This was for when `min_frequecy = int`, for `float`, we need to multipy this number by `n_samples`

In [31]:
def sample_func(dataframe , columns , min_frequency = None , dtype = float):
    if type(min_frquency) == int:
        pass
    else : 
        min_frequnecy *= len(columns)

    if not min_frequency == None:
    
        if len(columns) == 1 :
                
            inf = [j 
                for j in dataframe[columne[0]].value_counts().index 
                if dataframe[columne[0]].value_counts()[j] > min_frequency]
        
            for j in dataframe[columne[0]].value_counts().index:
        
                if not j in inf:
        
                    dataframe[columne[0] + "_" + j[0]] = np.where(dataframe[columne[0]] == j[0] , 
                                                                  dtype(1) , dtype(0))
        
                else: 
        
                    dataframe[columne[0] + "_other"] = np.where(dataframe[columne[0]].isin(inf) , 
                                                                dtype(1) , dtype(0))
                if drop == "first" or drop == "if_binary":
                    dataframe.drop(str(columns[0]) + "_" + sample_data[columne[0]].value_counts.index[0] , 
                                   axis = 1 , inplace = True)
            dataframe.drop(i , axis = 1 , inplace = True)
        else :
            for i in columns:
                
                inf = [j 
                    for j in dataframe[i].value_counts().index 
                    if dataframe[i].value_counts()[j] > min_frequency]
            
                for j in dataframe[i].value_counts().index:
            
                    if not j in inf:
            
                        dataframe[i + "_" + j] = np.where(dataframe[i] == j , 
                                                          dtype(1) , dtype(0))
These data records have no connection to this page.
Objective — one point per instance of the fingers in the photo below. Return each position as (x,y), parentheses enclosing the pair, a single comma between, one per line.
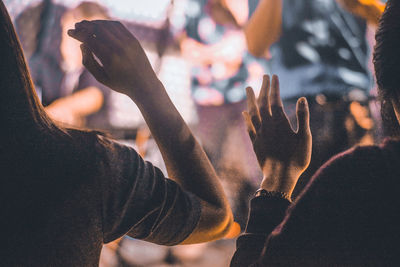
(303,117)
(253,108)
(276,101)
(99,39)
(250,127)
(263,98)
(92,65)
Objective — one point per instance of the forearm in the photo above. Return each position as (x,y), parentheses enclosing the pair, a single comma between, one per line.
(83,102)
(264,26)
(186,161)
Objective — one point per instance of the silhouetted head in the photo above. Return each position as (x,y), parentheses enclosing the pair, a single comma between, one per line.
(387,66)
(20,109)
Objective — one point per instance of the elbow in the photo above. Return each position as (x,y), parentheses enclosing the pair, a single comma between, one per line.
(224,225)
(215,223)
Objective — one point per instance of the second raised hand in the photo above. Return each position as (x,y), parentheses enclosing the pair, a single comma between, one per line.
(283,154)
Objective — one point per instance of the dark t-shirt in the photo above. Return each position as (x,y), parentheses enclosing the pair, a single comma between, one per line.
(346,216)
(322,49)
(61,209)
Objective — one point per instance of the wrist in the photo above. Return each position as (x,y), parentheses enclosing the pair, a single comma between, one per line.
(279,178)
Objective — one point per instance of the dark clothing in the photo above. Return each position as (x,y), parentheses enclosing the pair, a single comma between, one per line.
(322,49)
(345,217)
(60,212)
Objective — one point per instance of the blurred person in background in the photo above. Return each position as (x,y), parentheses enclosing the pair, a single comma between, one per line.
(69,93)
(319,50)
(214,43)
(68,191)
(347,214)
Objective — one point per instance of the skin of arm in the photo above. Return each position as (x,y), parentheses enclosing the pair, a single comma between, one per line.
(73,108)
(264,27)
(125,68)
(283,154)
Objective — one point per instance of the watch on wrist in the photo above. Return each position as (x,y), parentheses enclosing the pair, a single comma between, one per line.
(272,194)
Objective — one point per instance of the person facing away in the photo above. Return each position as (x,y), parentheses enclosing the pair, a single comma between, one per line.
(65,192)
(347,215)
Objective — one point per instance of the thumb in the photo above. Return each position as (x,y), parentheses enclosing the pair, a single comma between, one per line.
(303,117)
(92,65)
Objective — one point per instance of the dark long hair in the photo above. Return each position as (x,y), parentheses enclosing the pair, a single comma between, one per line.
(387,65)
(20,109)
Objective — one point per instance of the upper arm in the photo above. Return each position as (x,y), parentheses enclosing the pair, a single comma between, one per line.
(139,201)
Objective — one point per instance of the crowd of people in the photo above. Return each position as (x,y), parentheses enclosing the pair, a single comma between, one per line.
(66,191)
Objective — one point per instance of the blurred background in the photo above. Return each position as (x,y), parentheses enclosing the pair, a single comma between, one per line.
(199,52)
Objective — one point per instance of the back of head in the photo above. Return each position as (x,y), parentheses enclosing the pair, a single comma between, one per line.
(19,105)
(387,64)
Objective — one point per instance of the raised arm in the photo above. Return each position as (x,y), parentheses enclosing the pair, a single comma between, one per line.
(264,27)
(116,59)
(283,154)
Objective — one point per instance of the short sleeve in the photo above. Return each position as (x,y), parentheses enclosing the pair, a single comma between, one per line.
(139,201)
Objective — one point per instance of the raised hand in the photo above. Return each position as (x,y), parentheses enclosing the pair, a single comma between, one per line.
(115,58)
(283,154)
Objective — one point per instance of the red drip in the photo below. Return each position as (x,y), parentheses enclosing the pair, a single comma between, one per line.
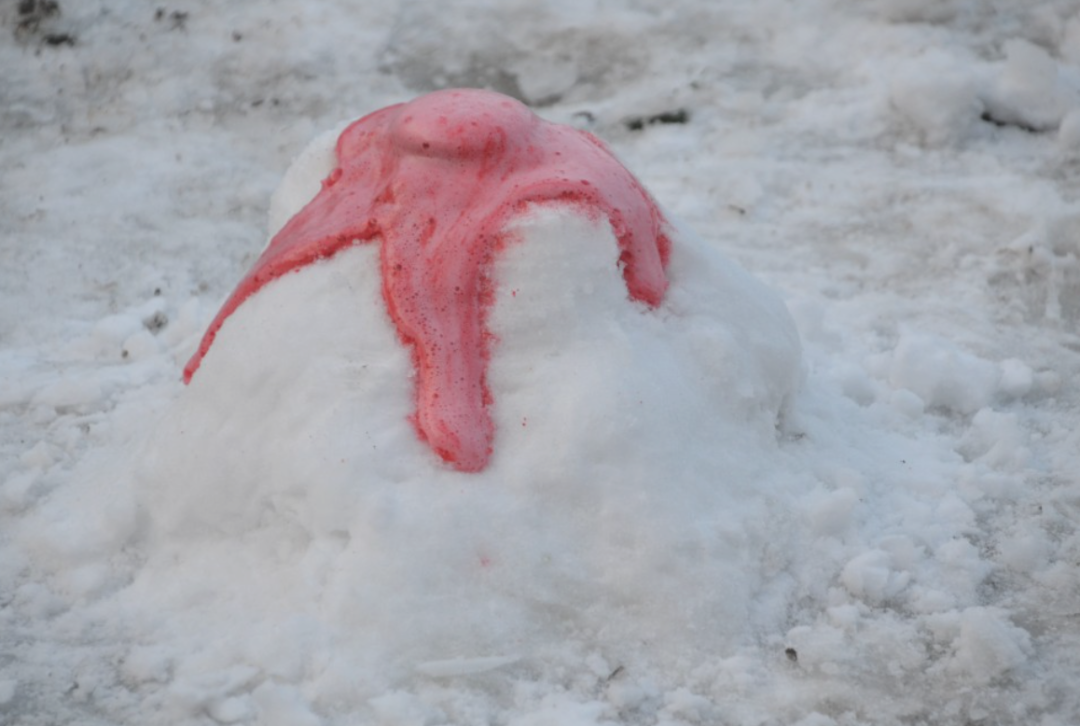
(436,180)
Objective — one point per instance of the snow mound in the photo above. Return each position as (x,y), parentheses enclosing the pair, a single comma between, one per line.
(629,458)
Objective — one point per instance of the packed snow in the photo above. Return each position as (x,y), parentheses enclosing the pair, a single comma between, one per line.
(831,480)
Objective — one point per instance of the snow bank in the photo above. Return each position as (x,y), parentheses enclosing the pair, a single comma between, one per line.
(629,459)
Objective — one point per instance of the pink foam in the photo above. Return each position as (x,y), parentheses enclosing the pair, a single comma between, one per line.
(435,180)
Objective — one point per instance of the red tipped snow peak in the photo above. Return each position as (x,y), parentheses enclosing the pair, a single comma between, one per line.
(435,182)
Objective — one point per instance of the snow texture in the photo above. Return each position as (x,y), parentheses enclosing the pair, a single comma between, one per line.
(652,545)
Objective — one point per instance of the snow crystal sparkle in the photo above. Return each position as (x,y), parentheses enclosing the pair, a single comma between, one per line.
(436,179)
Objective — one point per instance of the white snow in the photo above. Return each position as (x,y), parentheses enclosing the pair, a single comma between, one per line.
(649,547)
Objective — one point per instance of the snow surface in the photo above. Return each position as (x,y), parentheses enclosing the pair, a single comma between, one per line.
(903,549)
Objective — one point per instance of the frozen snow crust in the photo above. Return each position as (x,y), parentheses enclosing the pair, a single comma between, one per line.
(901,550)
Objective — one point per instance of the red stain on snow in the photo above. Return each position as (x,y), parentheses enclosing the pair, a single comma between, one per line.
(435,182)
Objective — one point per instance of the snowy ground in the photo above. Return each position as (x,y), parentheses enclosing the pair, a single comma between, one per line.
(905,173)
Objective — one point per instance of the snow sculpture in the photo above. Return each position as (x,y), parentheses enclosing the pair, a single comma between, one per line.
(436,180)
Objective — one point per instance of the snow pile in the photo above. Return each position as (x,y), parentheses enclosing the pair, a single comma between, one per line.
(629,457)
(902,549)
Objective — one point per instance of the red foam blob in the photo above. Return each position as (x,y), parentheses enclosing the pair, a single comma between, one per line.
(435,182)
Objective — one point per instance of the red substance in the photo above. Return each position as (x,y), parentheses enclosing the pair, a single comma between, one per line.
(435,180)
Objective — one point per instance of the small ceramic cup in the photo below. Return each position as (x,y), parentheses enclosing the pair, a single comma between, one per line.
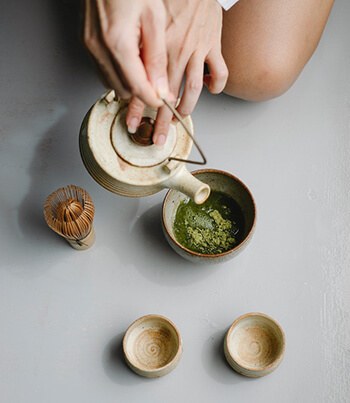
(152,346)
(220,181)
(254,345)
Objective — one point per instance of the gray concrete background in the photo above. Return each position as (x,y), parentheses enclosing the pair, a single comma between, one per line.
(63,313)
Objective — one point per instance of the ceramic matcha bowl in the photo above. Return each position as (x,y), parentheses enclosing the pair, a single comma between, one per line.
(212,236)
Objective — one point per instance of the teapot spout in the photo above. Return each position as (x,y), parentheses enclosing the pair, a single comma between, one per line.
(186,183)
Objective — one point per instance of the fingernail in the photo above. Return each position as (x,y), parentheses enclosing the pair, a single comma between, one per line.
(133,125)
(160,141)
(162,87)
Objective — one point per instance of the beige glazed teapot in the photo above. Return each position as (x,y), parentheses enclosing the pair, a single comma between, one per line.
(129,168)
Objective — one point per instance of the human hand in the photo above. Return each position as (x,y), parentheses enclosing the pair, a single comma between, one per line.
(127,40)
(193,36)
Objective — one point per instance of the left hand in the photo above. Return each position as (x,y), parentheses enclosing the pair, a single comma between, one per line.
(193,37)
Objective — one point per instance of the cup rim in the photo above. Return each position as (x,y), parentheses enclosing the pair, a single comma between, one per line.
(211,255)
(280,355)
(134,325)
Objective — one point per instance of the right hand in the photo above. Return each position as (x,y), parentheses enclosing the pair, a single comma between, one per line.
(193,33)
(127,40)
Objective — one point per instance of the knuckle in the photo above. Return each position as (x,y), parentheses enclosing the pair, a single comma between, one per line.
(194,84)
(115,40)
(185,110)
(157,60)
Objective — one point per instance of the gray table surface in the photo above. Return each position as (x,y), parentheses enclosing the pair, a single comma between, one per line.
(63,312)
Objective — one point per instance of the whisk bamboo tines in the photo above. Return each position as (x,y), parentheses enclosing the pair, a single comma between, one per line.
(69,211)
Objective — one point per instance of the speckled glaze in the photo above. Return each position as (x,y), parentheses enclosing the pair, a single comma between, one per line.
(123,167)
(218,181)
(254,345)
(152,346)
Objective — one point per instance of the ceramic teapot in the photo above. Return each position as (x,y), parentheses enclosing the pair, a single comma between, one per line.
(127,168)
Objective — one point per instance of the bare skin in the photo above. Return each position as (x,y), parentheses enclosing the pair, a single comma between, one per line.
(266,44)
(254,51)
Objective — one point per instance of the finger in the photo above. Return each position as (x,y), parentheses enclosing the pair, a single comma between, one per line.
(218,72)
(92,40)
(127,56)
(193,84)
(134,114)
(154,52)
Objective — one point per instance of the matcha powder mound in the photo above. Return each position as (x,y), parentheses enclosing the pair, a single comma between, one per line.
(204,228)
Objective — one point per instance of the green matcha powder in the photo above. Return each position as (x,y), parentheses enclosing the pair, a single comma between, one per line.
(209,228)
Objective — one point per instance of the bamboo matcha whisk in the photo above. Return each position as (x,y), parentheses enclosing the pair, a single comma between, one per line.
(69,211)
                    else: 
            
                        dataframe[i + "_other"] = np.where(dataframe[i].isin(inf) , 
                                                           dtype(1) , dtype(0))
                    if drop == "first" or drop == "if_binary" :
                        dataframe.drop(str(i) + "_" + sample_data[i].value_counts.index[0] , 
                                       axis = 1 , inplace = True)
                dataframe.drop(i , axis = 1 , inplace = True) 
    else :    
        
        if len(columns) == 1:
        
            for j in dataframe[columne[0]].value_counts().index[0]:
                
                dataframe[columne[0] + "_" + j[0]] = np.where(dataframe[columne[0]] == j[0] , 
                                                        dtype(1) , dtype(0))
            if drop == "first" or drop == "if_binary" :
                        dataframe.drop(str(i) + "_" + sample_data[i].value_counts.index[0] , 
                                       axis = 1 , inplace = True)
            dataframe.drop(columne[0] , axis = 1 , inplace = True)

        else : 
        
            for i in columns:
                    
                for j in dataframe[i].value_counts().index[0]:
                    
                    dataframe[i + "_" + j] = np.where(dataframe[i] == j , 
                                                      dtype(1) , dtype(0))
                if drop == "first" or drop == "if_binary" :
                        dataframe.drop(str(i) + "_" + sample_data[i].value_counts.index[0] , 
                                       axis = 1 , inplace = True)
                dataframe.drop(i , axis = 1 , inplace = True)
        

# 4.4 | Max_categories

For this we will just access the original list of categores and place a kink at the hyperparameter(max_categories) and apply the same implemntation as we did for the the min_frequency

In [32]:
def sample_func(dataframe , columns , min_frequency = None , max_categories = None , dtype = float):
    if type(min_frquency) == int:
        pass
    else : 
        min_frequnecy *= len(columns)

    if not min_frequency == None:
    
        if len(columns) == 1 :
            
            inf = [j 
                for j in dataframe[columns[0]].value_counts().index 
                if dataframe[columns[0]].value_counts()[j] > min_frequency]
        
            for j in dataframe[columns[0]].value_counts().index:
        
                if not j in inf:
        
                    dataframe[columns[0] + "_" + j[0]] = np.where(dataframe[columns[0]] == j[0] , dtype(1) , dtype(0))
        
                else: 
        
                    dataframe[columns[0] + "_other"] = np.where(dataframe[columns[0]].isin(inf) , dtype(1) , dtype(0))
                if drop == "first" or drop == "if_binary" :
                        dataframe.drop(str(columne[0]) + "_" + sample_data[columne[0]].value_counts.index[0] , 
                                       axis = 1 , inplace = True)
                dataframe.drop(columne[0] , axis = 1 , inplace = True)
        else :
            for i in columns:
                
                inf = [j 
                    for j in dataframe[i].value_counts().index 
                    if dataframe[i].value_counts()[j] > min_frequency]
            
                for j in dataframe[i].value_counts().index:
            
                    if not j in inf:
            
                        dataframe[i + "_" + j] = np.where(dataframe[i] == j , dtype(1) , dtype(0))
            
                    else: 
            
                        dataframe[i + "_other"] = np.where(dataframe[i].isin(inf) , dtype(1) , dtype(0))
                    if drop == "first" or drop == "if_binary" :
                        dataframe.drop(str(i) + "_" + sample_data[i].value_counts.index[0] , 
                                       axis = 1 , inplace = True)
                dataframe.drop(i , axis = 1 , inplace = True) 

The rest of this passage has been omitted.